At the Fahima Halal cart near the corner of 45th Street and Avenue of the Americas, in Midtown Manhattan, Mohammed M. Rahman nearly winced when asked whether he cooked his hot dogs in water. “I do the grill,” he said with pride. “My hot dog and other people’s hot dogs are 100 percent different. My hot dog is halal. And when I cook my hot dogs, I use butter. They’re more tasty.”
This is not to say that a griddled-hot-dog entrepreneur cannot make a few extra dollars pushing boiled dogs.
“I have both; I have a grill, and I have the water,” said Saleh Gobran, a seller at the corner of Broadway and 43rd Street. “Customer wants it grilled, I grill it for him. The customer every time is right.” And if that customer prefers the water-heated variety, Mr. Gobran has a surprise in store, a technique that might be seen in a three-star French kitchen.
“Look,” he said, popping open the water vat and lacing it with a few pro-bono dashes of Trappey’s Louisiana Hot Sauce. “To avoid the lost flavor, I put in some lemon slices and hot sauce. Makes it tasty.”
Bruce Kraig, the author of “Hot Dog: A Global History,” surmised that wooden pushcarts might have switched to water instead of an open flame toward the end of the 19th century and in the early years of the 20th century, possibly to avoid going up in smoke.
“They had fires all the time,” Mr. Kraig said. “They went to hot water because it’s safer, and then people came to like that.” Stainless-steel carts rarely burn down, of course, and now, over time, dirty-water dogs could “decline because of the rise of griddling,” Mr.

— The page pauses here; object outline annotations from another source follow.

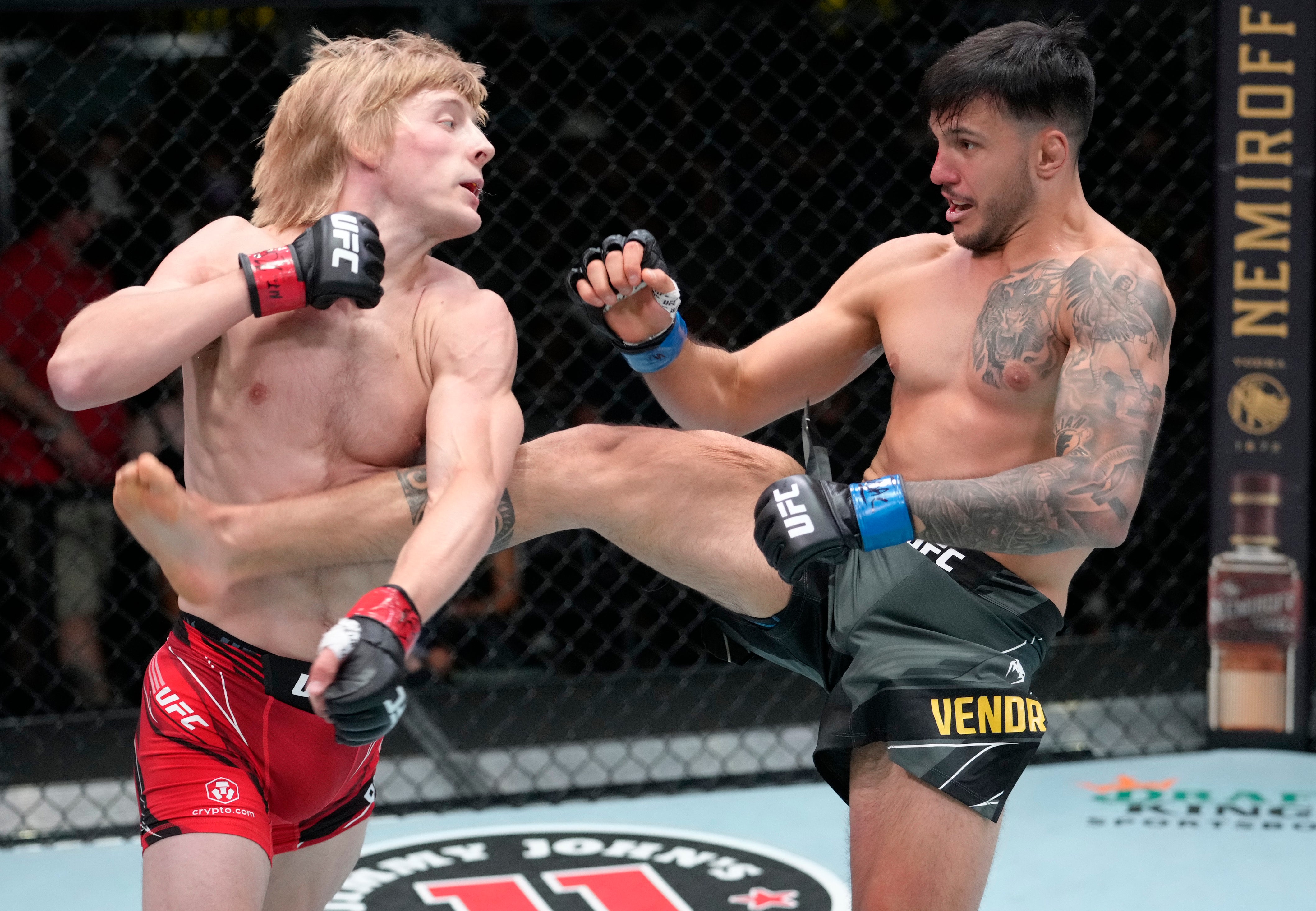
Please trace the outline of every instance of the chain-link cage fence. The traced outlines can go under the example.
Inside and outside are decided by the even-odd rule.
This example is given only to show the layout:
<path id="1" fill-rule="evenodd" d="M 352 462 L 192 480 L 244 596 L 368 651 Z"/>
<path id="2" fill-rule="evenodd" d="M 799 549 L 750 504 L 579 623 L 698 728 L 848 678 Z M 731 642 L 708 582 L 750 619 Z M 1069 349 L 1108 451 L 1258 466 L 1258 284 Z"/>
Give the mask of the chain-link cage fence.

Kraig said.
If so, there are eaters, and cooks, who would miss them. “If they started disappearing, I would be annoyed, because I like a boiled-water dog,” said Eddie Huang, the New York chef behind Baohaus. “Certain things you just like cheap.”
So does Brian Shebairo, even though he’s a competitor. “I love them, I do,” said Mr. Shebairo, an owner of Crif Dogs. “As much as they probably are filthy and disgusting, I ate one two weeks ago. I came out of a concert a few months ago and probably ate three.”
Change is a metropolitan constant, but the prospect of a citywide low tide for dirty water seems, to some, like a threat to the very identity of New York. “I’m a Brooklyn kid,” said Curtis Sliwa, the activist and radio host. “I grew up on dirty-water hot dogs. Now people look at you like, ‘Oh, my God, what are you putting into your body?’ ”
Mr. Sliwa doesn’t pull any rhetorical punches about what he sees as the rise of “trendoid, new-jack hot dogs.”
“This really is the class warfare of New York,” he said. “Beer. Hot dogs. What’s next? It seems like every arena that used to be traditional, blue-collar, working class, now it’s like: ‘Oh no, we’ve got to have our own. God forbid we eat what common folks eat! And we have to pay a premium price to prove to you it’s the best.’ ”
Any change in the demographic of dogs will probably lead to the most New York concept of all: tense coexistence.
“I just consider those gourmet hot dogs a different experience,” said Alexandra Guarnaschelli, the chef at Butter and the Darby, who says that she, too, grew up on dirty-water dogs.
“Just because a Porsche and a Honda are both cars doesn’t mean they offer the same things,” Ms. Guarnaschelli said. “If we gather all the hot dogs around a campfire, metaphorically speaking, and strum a little ‘Kumbaya’ on the guitar, we can achieve world peace among all hot dogs. I do think it’s possible.”